Deux bataillons d’infanterie, un escadron de cavalerie et trois pièces de canon entourèrent de tous côtés le rocher sur lequel Corcoran s’était réfugié.

« Prisonnier des Anglais, jamais ! s’écria Corcoran.

— Eh bien, feu ! » commanda Barclay.

Mais le maharajah, Sita et Rama étaient à l’abri derrière un rempart de pierres énormes. Le seul intervalle qu’il y eut entre les blocs était rempli par la carapace immense et invulnérable du bon Scindiah. Les balles glissèrent sur cette cuirasse naturelle, et s’aplatirent contre les roches. Scindiah ne prit d’autre précaution que de cacher ses oreilles à l’ennemi.

Une seconde décharge n’eut pas plus de succès.

« À l’assaut ! commanda Barclay, furieux. Qu’on le prenne ou qu’on le tue !

— Je ne serai ni pris, ni tué, général, » dit la voix railleuse de Corcoran.

En effet, les assaillants ne pouvaient monter que par un sentier très-commode, mais étroit, ce qui donnait un grand avantage à la défensive.

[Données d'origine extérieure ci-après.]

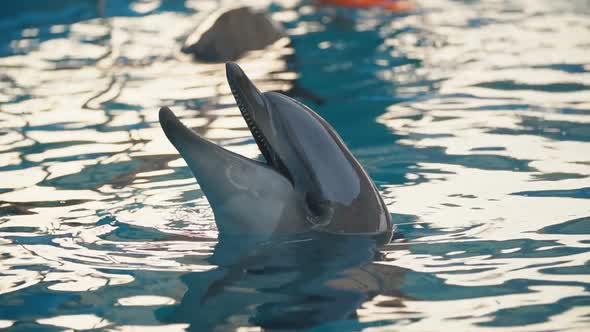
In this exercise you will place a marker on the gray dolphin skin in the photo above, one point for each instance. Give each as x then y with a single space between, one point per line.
309 182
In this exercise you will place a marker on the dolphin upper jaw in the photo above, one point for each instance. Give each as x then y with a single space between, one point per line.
310 181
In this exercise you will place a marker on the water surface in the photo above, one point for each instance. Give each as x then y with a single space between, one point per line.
473 118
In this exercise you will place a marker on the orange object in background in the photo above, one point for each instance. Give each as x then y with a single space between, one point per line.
391 5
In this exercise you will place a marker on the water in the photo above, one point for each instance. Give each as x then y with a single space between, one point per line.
473 118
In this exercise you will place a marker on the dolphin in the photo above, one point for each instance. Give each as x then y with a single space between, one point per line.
309 180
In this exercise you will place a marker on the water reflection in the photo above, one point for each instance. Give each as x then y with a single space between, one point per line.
296 283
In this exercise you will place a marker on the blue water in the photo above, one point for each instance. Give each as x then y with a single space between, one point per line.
473 118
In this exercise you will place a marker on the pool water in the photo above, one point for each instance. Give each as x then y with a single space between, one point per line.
473 119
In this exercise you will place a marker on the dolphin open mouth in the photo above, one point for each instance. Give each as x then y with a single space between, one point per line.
252 105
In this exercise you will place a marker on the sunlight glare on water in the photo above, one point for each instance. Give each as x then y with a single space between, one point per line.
473 119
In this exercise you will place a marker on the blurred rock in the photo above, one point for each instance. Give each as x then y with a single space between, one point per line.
230 34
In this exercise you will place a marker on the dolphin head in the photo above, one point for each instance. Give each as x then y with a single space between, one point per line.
307 168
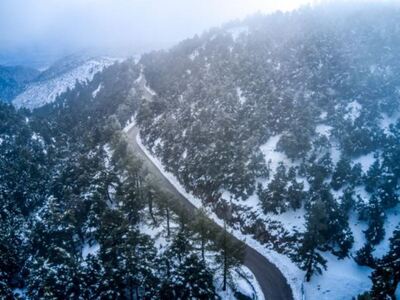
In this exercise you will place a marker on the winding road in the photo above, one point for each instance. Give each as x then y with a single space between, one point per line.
272 282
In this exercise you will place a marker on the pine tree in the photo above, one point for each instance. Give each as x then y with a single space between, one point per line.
364 256
230 255
311 261
342 173
204 229
386 276
375 231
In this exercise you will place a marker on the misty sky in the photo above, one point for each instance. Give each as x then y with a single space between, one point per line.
131 24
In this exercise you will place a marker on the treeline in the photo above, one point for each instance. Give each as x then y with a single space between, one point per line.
223 95
76 204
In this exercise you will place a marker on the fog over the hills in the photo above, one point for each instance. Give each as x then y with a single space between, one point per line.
36 32
55 27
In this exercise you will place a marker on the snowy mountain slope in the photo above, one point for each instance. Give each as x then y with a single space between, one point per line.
53 83
296 128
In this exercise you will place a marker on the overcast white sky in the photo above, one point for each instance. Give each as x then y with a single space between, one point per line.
75 24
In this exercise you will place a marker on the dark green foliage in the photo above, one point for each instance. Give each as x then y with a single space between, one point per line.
311 261
364 256
386 276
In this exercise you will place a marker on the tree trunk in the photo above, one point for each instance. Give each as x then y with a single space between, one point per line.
150 197
203 242
168 227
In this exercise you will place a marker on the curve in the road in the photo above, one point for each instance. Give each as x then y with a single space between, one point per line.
272 282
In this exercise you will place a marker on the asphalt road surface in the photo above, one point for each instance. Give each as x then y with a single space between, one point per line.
273 284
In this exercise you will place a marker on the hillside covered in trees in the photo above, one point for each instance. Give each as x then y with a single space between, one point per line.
290 119
81 219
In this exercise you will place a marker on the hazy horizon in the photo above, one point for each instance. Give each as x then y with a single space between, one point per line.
44 29
37 32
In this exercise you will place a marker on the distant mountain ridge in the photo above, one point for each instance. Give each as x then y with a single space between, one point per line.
14 79
60 77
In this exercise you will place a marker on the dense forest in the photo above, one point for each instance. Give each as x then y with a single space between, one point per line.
323 84
285 126
78 210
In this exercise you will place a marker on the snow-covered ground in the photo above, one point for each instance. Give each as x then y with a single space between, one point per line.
343 279
288 268
43 92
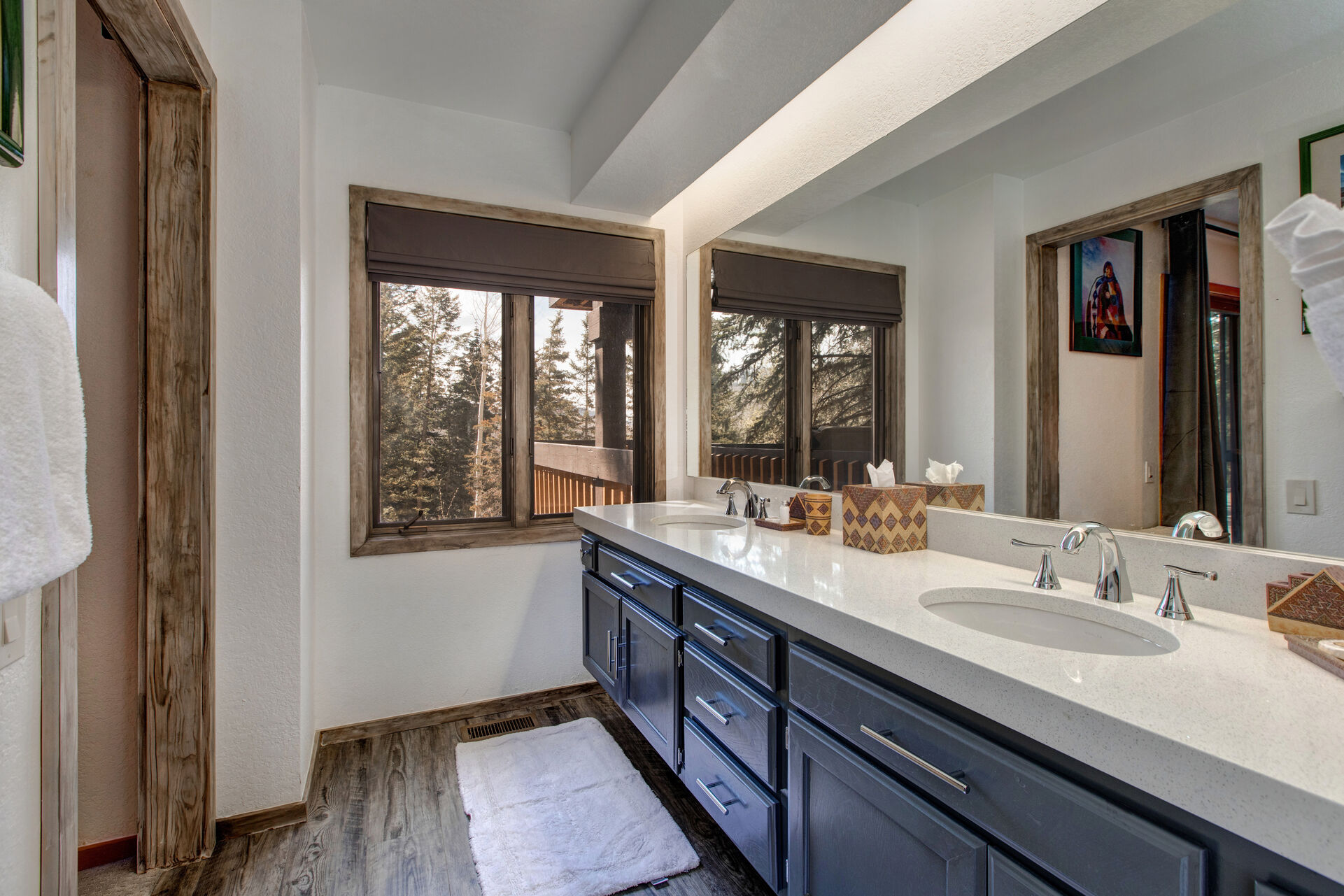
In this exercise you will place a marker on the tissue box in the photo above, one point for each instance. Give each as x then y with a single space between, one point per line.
884 520
960 496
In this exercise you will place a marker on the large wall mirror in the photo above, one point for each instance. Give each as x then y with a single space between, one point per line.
1089 318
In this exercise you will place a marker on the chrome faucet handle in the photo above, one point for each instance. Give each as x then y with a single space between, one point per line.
1046 576
1173 602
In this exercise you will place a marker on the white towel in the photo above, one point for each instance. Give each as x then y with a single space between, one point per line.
45 527
1310 236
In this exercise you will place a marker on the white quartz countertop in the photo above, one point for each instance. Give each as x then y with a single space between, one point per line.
1231 726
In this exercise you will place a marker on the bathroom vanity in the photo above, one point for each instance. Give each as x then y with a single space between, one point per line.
851 738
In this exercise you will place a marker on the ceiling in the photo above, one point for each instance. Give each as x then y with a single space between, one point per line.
526 61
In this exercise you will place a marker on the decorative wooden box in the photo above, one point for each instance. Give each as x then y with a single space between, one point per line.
1313 608
884 520
959 496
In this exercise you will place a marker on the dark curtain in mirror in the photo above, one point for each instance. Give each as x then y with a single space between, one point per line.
1201 387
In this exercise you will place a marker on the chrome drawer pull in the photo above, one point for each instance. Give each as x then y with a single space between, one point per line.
718 716
722 806
933 770
629 581
713 637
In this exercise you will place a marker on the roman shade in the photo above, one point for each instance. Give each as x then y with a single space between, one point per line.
442 249
802 290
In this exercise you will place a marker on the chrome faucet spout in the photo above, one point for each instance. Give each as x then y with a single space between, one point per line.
1112 578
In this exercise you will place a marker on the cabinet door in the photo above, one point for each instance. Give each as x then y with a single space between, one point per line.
601 629
852 829
651 692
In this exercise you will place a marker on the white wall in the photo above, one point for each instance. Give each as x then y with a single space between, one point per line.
416 632
1304 413
20 681
1110 411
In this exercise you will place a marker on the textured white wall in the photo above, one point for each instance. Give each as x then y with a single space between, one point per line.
1304 413
416 632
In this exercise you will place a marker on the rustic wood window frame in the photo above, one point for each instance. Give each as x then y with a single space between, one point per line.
889 366
1043 335
367 539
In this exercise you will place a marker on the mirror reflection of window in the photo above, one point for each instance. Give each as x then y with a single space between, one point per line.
749 375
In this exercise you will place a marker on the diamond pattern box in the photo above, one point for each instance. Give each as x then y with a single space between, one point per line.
884 520
959 496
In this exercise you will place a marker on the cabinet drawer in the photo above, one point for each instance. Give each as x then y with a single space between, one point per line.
649 588
747 813
1010 879
1096 846
731 636
744 722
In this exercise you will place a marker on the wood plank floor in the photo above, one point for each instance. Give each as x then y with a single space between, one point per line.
386 818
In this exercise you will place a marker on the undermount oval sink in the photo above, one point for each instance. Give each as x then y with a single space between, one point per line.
1050 621
707 522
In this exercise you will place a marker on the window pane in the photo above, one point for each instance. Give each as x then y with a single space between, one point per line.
748 397
440 405
842 402
582 405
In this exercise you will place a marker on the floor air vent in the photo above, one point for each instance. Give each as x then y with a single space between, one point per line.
495 728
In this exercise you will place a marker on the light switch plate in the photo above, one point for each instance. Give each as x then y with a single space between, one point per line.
13 630
1301 496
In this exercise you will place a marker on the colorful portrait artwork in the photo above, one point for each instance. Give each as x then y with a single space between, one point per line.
1106 311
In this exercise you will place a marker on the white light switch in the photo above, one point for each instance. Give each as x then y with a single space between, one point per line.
1301 496
11 630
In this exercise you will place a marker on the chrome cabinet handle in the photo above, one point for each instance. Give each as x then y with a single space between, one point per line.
713 637
722 806
933 770
718 716
629 581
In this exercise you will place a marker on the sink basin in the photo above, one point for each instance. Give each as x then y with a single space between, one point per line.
1050 621
707 522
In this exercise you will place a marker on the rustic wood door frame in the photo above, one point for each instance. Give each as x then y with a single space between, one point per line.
176 660
1043 335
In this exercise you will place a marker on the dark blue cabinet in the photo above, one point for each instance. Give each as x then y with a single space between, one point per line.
852 829
601 629
649 680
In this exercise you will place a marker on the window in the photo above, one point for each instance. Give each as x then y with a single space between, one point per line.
483 414
792 394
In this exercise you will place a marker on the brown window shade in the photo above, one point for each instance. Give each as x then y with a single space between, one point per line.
801 290
441 249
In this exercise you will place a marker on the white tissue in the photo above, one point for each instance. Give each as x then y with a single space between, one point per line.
882 476
1310 234
942 473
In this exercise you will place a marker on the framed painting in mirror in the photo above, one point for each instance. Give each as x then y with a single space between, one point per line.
1106 309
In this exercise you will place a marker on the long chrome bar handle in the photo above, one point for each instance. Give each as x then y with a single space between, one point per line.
933 770
1046 576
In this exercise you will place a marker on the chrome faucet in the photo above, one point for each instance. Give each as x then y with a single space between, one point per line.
753 503
1206 522
1112 579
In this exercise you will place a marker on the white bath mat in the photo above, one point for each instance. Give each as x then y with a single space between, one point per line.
561 811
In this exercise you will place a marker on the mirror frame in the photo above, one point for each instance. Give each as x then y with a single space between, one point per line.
889 354
1043 336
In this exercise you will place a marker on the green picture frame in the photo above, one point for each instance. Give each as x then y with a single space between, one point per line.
1306 164
11 83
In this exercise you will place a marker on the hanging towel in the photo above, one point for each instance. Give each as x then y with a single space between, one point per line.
45 528
1310 234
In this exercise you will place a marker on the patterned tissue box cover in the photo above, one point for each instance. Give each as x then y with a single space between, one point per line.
960 496
884 520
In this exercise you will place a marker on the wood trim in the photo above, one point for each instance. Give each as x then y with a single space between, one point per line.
521 529
106 852
176 636
255 823
1043 335
391 725
55 162
893 418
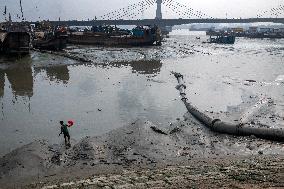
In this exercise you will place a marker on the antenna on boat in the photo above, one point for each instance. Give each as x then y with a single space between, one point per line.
22 9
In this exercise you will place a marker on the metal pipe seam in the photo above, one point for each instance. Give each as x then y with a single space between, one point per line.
217 125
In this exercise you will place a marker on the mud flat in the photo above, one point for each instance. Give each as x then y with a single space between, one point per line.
186 153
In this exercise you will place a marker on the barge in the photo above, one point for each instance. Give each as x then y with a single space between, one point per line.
139 36
14 39
50 41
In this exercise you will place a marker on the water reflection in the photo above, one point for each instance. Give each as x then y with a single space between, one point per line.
19 74
142 66
21 80
56 73
2 83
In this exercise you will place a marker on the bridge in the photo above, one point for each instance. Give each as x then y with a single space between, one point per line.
165 22
187 15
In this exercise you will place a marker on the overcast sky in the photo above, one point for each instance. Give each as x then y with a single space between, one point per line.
84 9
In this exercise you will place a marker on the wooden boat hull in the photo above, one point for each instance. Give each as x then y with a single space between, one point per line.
15 42
86 39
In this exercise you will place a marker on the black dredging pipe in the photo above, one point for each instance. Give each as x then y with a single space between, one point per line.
217 125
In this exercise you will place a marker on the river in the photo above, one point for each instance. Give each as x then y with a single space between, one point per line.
121 85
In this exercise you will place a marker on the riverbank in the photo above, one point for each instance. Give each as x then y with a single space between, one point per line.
254 172
140 146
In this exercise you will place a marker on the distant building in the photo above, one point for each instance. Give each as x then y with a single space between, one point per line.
252 29
238 30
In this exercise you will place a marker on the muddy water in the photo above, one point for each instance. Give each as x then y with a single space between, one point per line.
121 85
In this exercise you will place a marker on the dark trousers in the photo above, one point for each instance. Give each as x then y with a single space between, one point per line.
67 138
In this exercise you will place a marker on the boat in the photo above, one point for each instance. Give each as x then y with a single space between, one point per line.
223 39
14 39
112 36
50 40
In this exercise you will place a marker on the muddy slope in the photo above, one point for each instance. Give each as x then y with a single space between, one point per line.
140 144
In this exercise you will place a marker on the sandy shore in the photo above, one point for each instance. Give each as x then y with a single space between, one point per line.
142 146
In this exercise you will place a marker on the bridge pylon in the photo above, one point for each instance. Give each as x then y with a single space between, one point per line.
159 10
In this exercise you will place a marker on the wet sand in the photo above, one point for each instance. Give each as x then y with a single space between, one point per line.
138 146
138 127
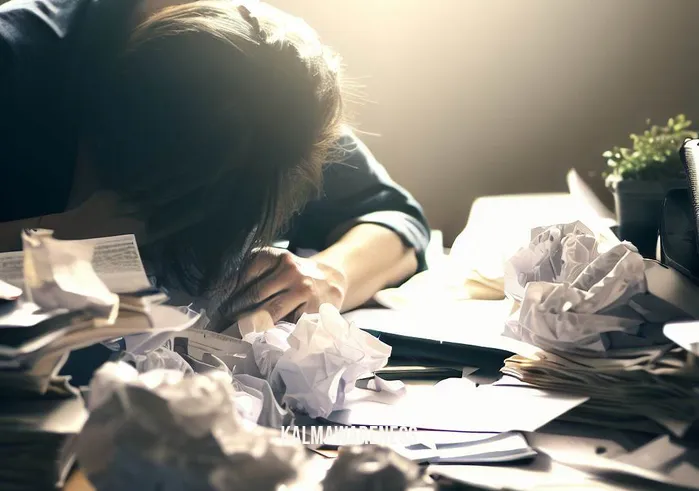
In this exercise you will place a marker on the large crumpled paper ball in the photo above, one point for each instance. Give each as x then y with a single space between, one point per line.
164 430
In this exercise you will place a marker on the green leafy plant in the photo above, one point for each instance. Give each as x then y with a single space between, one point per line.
653 155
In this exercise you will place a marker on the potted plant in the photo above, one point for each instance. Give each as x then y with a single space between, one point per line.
641 176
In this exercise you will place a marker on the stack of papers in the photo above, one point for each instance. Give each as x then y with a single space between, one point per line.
655 384
456 405
64 306
36 437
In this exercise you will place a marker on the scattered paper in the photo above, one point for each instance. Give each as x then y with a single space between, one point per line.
486 448
60 275
474 323
684 334
459 405
171 431
116 262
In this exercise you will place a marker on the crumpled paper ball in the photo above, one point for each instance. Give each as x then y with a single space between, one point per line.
326 356
313 366
59 274
165 430
573 295
377 468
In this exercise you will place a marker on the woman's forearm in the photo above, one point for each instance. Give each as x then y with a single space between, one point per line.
371 257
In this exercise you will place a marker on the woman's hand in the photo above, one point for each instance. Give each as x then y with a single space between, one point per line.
286 286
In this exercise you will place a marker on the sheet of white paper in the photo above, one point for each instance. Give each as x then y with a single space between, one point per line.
470 408
475 323
59 274
116 261
490 448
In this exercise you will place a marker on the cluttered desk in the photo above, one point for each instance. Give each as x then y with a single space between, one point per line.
484 381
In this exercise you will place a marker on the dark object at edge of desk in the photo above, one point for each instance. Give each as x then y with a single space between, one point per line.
437 354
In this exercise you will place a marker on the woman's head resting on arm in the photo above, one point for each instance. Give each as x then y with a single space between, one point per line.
214 122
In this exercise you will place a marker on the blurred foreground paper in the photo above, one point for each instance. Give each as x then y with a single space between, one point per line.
685 335
116 261
574 292
458 405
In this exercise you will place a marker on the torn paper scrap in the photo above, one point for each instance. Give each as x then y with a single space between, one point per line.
326 356
59 274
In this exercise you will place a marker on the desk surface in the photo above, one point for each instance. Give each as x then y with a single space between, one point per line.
504 218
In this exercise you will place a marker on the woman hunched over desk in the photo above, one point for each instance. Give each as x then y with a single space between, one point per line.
209 130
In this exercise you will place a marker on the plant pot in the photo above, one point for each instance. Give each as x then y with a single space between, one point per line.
638 206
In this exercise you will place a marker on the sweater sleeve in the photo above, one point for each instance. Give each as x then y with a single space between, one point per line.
357 189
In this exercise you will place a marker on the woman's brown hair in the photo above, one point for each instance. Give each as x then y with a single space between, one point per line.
214 122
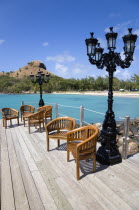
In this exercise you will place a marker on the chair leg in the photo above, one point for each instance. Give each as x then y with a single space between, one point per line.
6 124
47 141
43 125
40 126
94 162
28 127
58 142
18 121
68 155
77 168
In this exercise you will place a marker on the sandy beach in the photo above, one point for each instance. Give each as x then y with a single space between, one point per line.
101 93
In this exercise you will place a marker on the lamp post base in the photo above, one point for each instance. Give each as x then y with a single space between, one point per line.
107 157
41 103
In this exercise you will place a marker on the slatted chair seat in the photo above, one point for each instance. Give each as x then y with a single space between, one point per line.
26 111
36 118
60 134
47 111
58 128
81 142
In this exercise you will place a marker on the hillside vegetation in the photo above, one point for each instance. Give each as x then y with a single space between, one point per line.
19 81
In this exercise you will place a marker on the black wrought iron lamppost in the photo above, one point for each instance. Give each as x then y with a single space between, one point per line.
40 79
108 152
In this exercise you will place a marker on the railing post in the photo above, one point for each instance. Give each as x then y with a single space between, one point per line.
56 109
81 115
125 138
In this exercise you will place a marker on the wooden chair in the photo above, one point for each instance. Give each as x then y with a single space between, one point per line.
57 129
26 110
47 111
82 143
36 118
9 114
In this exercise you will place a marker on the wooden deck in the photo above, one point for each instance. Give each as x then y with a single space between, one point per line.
32 178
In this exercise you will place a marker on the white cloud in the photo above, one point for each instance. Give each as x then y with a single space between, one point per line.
117 72
126 75
1 41
61 58
136 32
137 47
113 15
103 42
122 74
121 28
61 69
45 44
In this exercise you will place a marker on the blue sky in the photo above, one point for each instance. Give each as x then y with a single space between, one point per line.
53 31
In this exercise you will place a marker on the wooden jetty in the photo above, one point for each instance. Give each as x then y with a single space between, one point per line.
34 179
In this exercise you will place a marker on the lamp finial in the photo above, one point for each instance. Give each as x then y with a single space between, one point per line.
92 34
111 29
130 30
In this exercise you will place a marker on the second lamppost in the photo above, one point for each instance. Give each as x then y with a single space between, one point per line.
40 79
108 152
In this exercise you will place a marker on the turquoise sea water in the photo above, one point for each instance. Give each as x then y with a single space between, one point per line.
122 105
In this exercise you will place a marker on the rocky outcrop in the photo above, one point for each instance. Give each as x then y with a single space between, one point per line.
24 71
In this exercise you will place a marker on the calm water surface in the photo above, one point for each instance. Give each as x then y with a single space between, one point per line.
122 105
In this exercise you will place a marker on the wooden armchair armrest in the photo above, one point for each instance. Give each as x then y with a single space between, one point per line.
60 124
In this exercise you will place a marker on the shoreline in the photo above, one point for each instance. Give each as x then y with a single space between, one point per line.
100 93
94 93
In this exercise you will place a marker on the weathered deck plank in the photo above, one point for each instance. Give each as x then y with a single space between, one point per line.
7 194
36 179
21 201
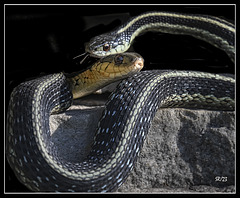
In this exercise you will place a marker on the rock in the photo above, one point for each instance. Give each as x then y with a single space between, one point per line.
185 150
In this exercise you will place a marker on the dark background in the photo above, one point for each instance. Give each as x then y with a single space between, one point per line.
44 39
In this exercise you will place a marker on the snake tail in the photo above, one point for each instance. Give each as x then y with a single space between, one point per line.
120 134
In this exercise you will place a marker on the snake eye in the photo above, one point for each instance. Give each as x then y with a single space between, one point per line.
118 59
106 47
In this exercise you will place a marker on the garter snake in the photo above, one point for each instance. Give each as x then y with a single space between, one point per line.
129 110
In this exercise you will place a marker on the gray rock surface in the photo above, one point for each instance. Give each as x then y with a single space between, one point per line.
185 150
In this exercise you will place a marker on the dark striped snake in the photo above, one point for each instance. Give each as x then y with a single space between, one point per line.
129 110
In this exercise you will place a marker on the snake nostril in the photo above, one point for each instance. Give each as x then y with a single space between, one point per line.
139 63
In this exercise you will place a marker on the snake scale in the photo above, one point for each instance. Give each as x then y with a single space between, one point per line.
129 110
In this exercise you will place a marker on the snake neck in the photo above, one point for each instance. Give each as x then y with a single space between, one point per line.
213 30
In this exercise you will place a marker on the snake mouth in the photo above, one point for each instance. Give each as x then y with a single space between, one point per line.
139 63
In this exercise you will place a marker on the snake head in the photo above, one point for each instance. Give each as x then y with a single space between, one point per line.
106 44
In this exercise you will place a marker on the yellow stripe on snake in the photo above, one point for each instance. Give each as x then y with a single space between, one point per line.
129 110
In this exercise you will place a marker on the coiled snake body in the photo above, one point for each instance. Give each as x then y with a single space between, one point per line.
128 114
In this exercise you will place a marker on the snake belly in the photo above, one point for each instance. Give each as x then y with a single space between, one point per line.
120 134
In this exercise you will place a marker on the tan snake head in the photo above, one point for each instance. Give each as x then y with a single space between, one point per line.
104 72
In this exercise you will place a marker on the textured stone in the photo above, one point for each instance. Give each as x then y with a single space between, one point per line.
185 150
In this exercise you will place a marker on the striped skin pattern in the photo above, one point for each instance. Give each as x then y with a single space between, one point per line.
213 30
121 130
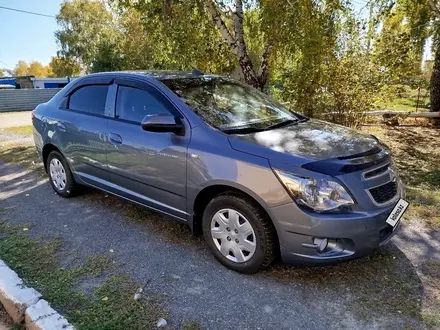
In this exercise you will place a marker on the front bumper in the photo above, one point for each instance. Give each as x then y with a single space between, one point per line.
350 235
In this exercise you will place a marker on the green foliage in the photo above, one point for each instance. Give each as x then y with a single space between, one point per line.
320 54
87 28
35 68
64 67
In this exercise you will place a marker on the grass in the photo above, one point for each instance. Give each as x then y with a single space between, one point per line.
374 284
22 155
112 304
21 130
416 155
407 100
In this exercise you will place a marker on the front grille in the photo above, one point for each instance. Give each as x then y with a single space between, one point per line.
384 193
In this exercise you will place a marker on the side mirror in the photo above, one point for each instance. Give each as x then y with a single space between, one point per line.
163 123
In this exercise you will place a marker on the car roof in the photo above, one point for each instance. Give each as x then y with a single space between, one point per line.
158 74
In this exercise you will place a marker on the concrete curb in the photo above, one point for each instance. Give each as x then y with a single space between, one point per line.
24 304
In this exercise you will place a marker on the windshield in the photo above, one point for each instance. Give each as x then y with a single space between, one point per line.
229 105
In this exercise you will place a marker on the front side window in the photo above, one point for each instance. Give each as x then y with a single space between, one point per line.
90 99
229 105
134 104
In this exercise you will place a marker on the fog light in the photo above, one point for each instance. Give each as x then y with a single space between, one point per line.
321 243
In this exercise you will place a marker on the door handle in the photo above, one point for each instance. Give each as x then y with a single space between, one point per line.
61 126
115 138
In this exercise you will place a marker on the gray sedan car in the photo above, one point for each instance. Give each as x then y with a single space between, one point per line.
258 180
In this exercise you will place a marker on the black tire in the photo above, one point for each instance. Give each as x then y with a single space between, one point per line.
265 234
70 187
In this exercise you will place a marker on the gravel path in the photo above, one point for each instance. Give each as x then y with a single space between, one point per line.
5 321
156 250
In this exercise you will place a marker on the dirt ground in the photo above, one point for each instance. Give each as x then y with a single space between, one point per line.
5 321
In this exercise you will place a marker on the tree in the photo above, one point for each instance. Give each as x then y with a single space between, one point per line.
86 27
64 67
21 69
435 77
37 69
228 19
421 20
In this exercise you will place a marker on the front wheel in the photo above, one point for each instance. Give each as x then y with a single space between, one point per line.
60 176
239 233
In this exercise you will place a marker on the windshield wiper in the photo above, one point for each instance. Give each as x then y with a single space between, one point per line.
242 130
282 124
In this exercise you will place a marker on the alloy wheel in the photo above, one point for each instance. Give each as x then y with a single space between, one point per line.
57 174
233 235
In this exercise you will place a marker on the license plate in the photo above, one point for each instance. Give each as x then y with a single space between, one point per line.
395 215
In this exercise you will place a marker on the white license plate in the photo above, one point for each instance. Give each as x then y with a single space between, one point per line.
395 215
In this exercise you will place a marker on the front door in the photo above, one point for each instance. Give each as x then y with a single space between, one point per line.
80 129
148 167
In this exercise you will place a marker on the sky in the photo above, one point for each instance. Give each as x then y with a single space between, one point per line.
27 37
31 38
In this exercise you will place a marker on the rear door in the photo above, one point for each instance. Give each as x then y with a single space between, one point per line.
80 127
148 167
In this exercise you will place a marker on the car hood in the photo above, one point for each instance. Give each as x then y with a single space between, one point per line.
308 141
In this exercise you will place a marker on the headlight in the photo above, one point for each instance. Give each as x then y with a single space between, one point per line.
318 194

Le premier qui parut sur la plate-forme était un sergent du pays de Galles, nommé James Bosworth. En arrivant, il fit feu trop précipitamment, et à bout portant, sur le maharajah qui releva le canon du fusil : la balle se perdit en l’air ; mais, en même temps, Corcoran fit sauter la cervelle au Gallois d’un coup de revolver.

Un second assaillant eut le même sort. Un troisième grimpait sans être aperçu, lorsqu’un coup de griffe de Louison lui brisa les vertèbres cervicales et l’envoya en purgatoire.

Garamagrif faisait merveille. Il n’avait qu’un coup, un seul, mais infaillible : d’un coup de dents il tranchait l’artère carotide de son ennemi. Quant à Scindiah, trois soldats ayant voulu se glisser entre le rocher et lui pour frapper Corcoran par derrière, il s’appuya doucement sur les soldats et les aplatit net contre le mur.

« Après tout, dit Barclay, ce n’est pas la peine de sacrifier tant de braves gens pour venir à bout d’un entêté. Qu’on le garde à vue : il n’a pas de vivres, il sera bientôt forcé de se rendre. »

En effet, si Louison et Garamagrif avaient pris un à-compte sur les soldats, Scindiah, habitué à manger chaque jour cent vingt ou cent trente livres d’herbes et de racines commençait à bâiller terriblement. Depuis vingt-quatre heures, ni Corcoran, ni Sita, ni même Rama, n’avaient mangé. Grave sujet d’inquiétude !

Ce supplice dura jusqu’à la nuit. Corcoran, à bout de ressources, ne savait plus à quel saint se vouer. Devait-il se rendre ? Cette idée révoltait son orgueil. Devait-il périr ? Que deviendraient Sita et Rama ? Devait-il les abandonner à la merci de l’ennemi, bien certain, d’ailleurs, que les Anglais ne leur feraient aucun mal ! Mais que dire d’Hector qui laisse emmener Andromaque et Astyanax en servitude ?

Comme il se livrait à ces pensées, il leva les yeux vers le ciel pour demander conseil à Dieu, et vit quelque chose de fort extraordinaire.